Tegen het einde van de 19e eeuw begonnen overal gruwelijke verhalen over moordende planten te verschijnen. Vreselijke bomen die met hun klauwen zwaaien en onoplettende reizigers in verre landen opslokken, worden weggerukt. Gekke meesters kweekten wilde dauwplanten en bekerplanten op rauwe biefstuk totdat hun roofzuchtige creaties draaiden en ze ook aten.
De jonge Arthur Conan Doyle plakte dicht bij de vlag in draden met de afbeelding van ieders favoriete carnivoor, de Venus-vliegenval. Op basis van geheel nieuwe botanische ontdekkingen beschreef hij nauwkeurig de tweelobbige vallen, de manier waarop insecten vangen en hoe grondig ze hun prooi verteren. Maar zelfs zijn raketten waren onwaarschijnlijk groot, groot genoeg om een mens te begraven en te verteren. Carnivoren en mensenetende planten hebben het even gehad, en daarvoor kun je Charles Darwin bedanken.
Tot de dagen van Darwin weigerden de meeste mensen te geloven dat planten dieren eten.
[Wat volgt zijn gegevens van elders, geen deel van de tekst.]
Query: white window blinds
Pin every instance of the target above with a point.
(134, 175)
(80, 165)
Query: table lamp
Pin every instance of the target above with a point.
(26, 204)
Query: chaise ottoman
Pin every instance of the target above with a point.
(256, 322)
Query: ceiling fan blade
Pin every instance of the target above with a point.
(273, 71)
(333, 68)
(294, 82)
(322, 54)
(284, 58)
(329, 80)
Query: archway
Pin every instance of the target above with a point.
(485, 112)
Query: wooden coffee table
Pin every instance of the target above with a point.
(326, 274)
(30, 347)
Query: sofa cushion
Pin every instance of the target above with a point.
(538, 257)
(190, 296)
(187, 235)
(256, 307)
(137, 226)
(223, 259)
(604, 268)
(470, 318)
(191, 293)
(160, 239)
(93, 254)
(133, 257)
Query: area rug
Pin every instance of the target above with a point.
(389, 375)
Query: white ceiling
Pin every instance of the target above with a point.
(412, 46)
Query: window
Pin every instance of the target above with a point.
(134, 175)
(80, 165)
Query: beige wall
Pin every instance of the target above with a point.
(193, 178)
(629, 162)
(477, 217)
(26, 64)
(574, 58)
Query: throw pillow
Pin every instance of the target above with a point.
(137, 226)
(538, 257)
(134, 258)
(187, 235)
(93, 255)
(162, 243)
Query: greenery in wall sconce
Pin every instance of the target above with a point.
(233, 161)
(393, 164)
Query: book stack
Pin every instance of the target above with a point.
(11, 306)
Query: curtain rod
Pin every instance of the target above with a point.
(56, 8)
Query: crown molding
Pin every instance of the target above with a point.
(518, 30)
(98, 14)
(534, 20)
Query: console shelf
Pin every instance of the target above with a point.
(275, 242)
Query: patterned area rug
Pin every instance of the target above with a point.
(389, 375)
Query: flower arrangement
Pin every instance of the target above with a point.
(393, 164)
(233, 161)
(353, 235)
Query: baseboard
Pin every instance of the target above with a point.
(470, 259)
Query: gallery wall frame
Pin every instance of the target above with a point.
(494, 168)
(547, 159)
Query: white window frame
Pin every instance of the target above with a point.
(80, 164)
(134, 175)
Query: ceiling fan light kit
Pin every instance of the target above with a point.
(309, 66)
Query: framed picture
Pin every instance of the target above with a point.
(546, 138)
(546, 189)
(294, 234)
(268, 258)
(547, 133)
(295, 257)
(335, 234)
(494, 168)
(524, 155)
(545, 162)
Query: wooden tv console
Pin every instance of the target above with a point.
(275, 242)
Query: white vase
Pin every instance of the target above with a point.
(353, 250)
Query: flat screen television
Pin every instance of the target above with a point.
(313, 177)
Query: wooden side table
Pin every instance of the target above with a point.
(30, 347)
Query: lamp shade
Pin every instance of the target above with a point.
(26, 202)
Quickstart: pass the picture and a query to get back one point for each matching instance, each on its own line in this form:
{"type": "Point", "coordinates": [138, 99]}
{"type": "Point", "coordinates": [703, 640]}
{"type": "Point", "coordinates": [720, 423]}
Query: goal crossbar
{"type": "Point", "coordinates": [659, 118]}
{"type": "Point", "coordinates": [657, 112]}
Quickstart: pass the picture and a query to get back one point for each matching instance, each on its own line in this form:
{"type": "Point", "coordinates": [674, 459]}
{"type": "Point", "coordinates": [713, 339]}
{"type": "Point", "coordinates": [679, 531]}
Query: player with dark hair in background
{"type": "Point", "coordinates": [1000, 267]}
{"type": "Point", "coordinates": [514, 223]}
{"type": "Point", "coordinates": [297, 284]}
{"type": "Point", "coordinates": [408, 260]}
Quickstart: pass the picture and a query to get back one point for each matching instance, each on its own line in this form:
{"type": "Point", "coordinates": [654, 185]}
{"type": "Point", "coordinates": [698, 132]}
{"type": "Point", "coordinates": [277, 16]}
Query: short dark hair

Het was tegen de natuurlijke gang van zaken. mobiele dieren eten; De planten waren voedsel en konden niet bewegen – als ze werden gedood, zou het alleen uit zelfverdediging of per ongeluk moeten zijn. Darwin bracht 16 jaar door met het uitvoeren van rigoureuze experimenten die het tegendeel bewezen. Hij toonde aan dat de bladeren van sommige planten werden omgevormd tot ingenieuze structuren die niet alleen insecten en andere kleine wezens vangen, maar ook verteren en de voedingsstoffen opnemen die vrijkomen uit hun karkassen.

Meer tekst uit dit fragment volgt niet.